Rwanda desperately needs a functioning justice system to handle the claims and counter-claims on homes and property. It also needs a civilian police force to ensure that suspected Hutu killers are arrested and tried for their crimes rather than being lynched by angry mobs. And it needs to begin reviewing the evidence of war crimes in order to bring proper charges against - or else release - the suspects who are now languishing in Kigali's filthy, inhumanly crowded jails. This month, lawyers working for an international tribunal are expected to arrive to begin investigating allegations of genocide. "We want the tribunal installed and the criminals judged before we return home," says Wallace Gasasira, 26, a strapping Hutu electrician now living in the Cyanika camp. "Yes, there are guilty people here. But there are also innocent ones in jail."

Sorting through the aims and counterclaims will not be easy. Nor is it a problem for Rwanda alone. Acting on complaints from the United Nations and several independent human rights groups, Canadian immigration officers last week arrested a former Rwandan official at his apartment in Quebec City, where he has been living in voluntary exile. Leon Mugesera, 42, is accused of exhorting his fellow Hutus to kill Tutsis and dump their bodies in Rwanda's rivers. Mugesera - who left his native land eight months before the bloodbath began - will be held in a Montreal detention centre while authorities decide whether there is enough evidence to deport him.

For its part, the Tutsi-dominated government in Kigali recognizes that it must bring stability to the country. But it, too, faces formidable obstacles. Although the RPA is widely regarded as a disciplined army by African standards, its soldiers are becoming jumpier. Last month, the government was forced to close Kigali with roadblocks for a day to hunt for deserters and soldiers who were using army weapons to steal from civilians.

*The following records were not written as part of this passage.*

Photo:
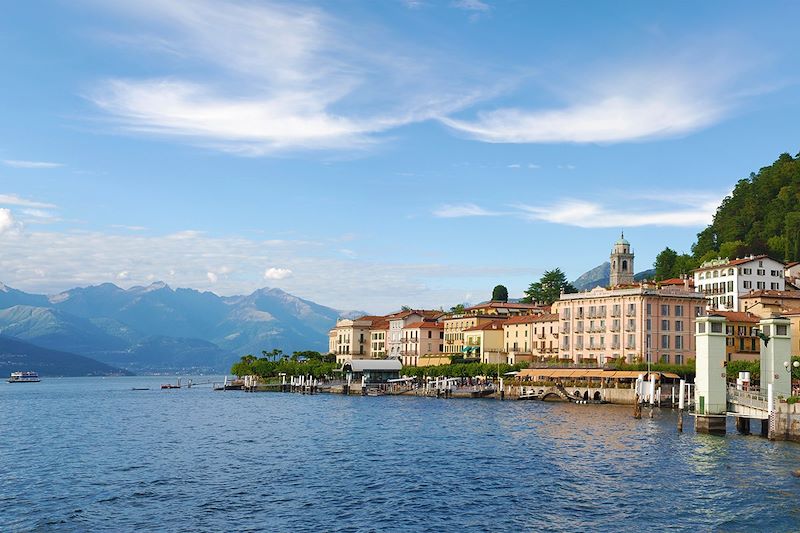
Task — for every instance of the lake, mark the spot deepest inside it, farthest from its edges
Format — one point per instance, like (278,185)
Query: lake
(90,454)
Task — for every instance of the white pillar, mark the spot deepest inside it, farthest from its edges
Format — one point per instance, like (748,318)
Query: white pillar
(710,383)
(770,399)
(775,354)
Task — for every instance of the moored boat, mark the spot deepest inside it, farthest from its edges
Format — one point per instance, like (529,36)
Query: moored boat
(24,377)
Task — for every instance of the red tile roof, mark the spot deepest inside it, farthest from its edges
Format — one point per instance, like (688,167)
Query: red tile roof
(772,294)
(494,324)
(503,305)
(425,325)
(736,262)
(529,319)
(737,316)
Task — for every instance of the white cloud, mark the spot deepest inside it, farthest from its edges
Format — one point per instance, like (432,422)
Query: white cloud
(13,199)
(277,273)
(79,258)
(17,163)
(7,222)
(586,214)
(286,67)
(471,5)
(462,210)
(653,100)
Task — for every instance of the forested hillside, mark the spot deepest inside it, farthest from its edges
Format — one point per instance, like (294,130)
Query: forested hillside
(760,216)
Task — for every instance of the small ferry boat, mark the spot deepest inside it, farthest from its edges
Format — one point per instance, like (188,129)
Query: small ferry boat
(24,377)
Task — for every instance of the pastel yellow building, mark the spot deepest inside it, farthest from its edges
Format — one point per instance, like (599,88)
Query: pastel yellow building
(485,342)
(421,339)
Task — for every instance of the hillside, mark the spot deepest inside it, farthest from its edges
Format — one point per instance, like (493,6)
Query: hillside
(762,215)
(599,276)
(157,328)
(18,355)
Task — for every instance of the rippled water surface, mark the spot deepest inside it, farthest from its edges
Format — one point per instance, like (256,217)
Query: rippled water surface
(92,454)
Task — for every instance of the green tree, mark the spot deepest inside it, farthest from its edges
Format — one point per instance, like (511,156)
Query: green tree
(500,294)
(549,288)
(457,309)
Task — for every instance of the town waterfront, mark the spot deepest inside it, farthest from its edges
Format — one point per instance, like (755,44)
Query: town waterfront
(93,454)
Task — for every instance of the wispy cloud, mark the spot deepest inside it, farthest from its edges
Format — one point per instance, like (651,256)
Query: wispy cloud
(591,214)
(471,5)
(650,100)
(462,210)
(53,261)
(293,74)
(273,273)
(8,223)
(17,163)
(13,199)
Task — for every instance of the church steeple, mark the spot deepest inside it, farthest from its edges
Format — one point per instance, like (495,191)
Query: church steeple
(621,263)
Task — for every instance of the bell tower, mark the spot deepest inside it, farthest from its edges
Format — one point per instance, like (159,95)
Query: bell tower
(621,263)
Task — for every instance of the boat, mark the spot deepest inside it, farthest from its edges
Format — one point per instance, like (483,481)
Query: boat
(171,386)
(24,377)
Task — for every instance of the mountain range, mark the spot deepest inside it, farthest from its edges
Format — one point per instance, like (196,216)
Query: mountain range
(160,329)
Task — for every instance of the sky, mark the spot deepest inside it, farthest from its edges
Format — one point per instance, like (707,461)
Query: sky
(369,155)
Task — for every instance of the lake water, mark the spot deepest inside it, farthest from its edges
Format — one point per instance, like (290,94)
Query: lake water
(88,454)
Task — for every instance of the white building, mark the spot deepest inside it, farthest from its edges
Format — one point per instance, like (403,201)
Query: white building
(723,281)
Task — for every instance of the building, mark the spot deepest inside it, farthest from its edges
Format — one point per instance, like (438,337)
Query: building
(792,274)
(378,332)
(504,309)
(421,339)
(351,338)
(630,323)
(455,327)
(723,282)
(742,343)
(400,320)
(531,338)
(770,303)
(371,371)
(621,259)
(485,342)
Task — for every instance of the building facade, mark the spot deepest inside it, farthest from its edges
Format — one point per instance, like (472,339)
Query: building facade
(635,324)
(421,339)
(723,282)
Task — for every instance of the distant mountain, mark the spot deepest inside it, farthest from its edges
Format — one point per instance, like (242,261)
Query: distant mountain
(17,355)
(157,328)
(599,277)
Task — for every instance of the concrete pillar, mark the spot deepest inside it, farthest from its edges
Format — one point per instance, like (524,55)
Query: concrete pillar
(775,353)
(711,395)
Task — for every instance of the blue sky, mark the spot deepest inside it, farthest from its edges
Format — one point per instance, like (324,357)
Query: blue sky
(368,155)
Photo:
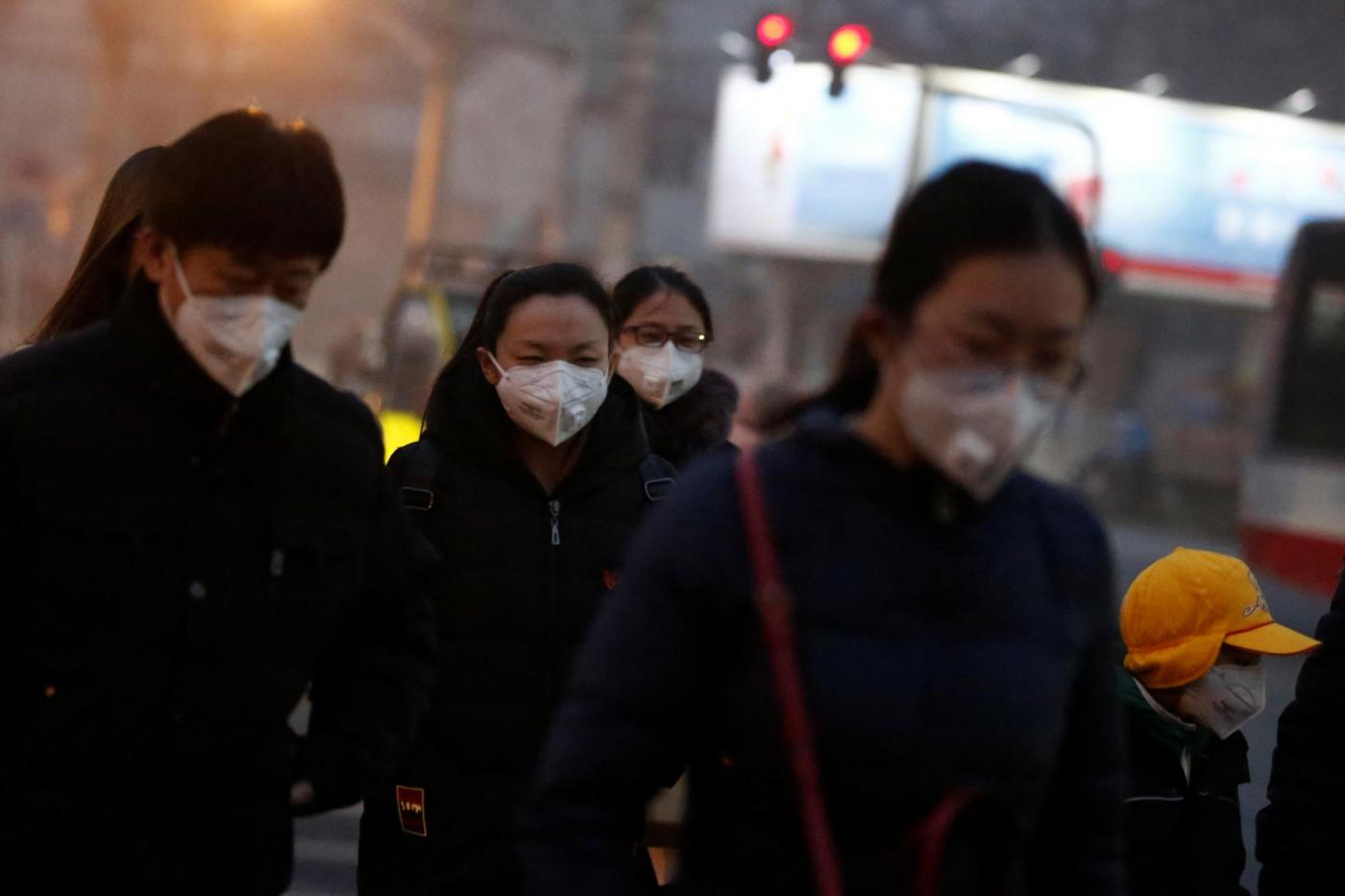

Meanwhile, Rwanda's neighbors are running out of patience with the refugees. One possible solution, now under consideration by the UN Security Council, is for the Zaïrese and Tanzanian armies to weed out Hutu extremists from peaceful civilians. But the humanitarian agencies paint doomsday scenarios should armed troops enter the camps. "Look at Somalia," said the UNHCR's Faubert. "There were 28,000 troops to arrest a few leaders, and you know what happened." The military planners at UNAMIR are aware of the risks, but believe something must be done. "We are trying to find a happy middle ground between the present stalemate - where nobody is moving from the camps - and the other extreme where the camps get closed by force," said Canadian Capt. Stephane Grenier, UNAMIR's spokesman. "We don't have the miracle solution, but what's happening now is clearly not working."

To avoid another round of violence, the United Nations must find a way to harmonize its operations in Rwanda. The justice system inside the country must be restored. And the camps must slowly and peacefully be wound down before they become festering sores on the border. It is unfair to expect the United Nations to "solve" every regional crisis. But unless it can resolve its own civil war, this mission will become yet another blow to the un's battered prestige. Inevitably, the people of Rwanda will pay the greatest price.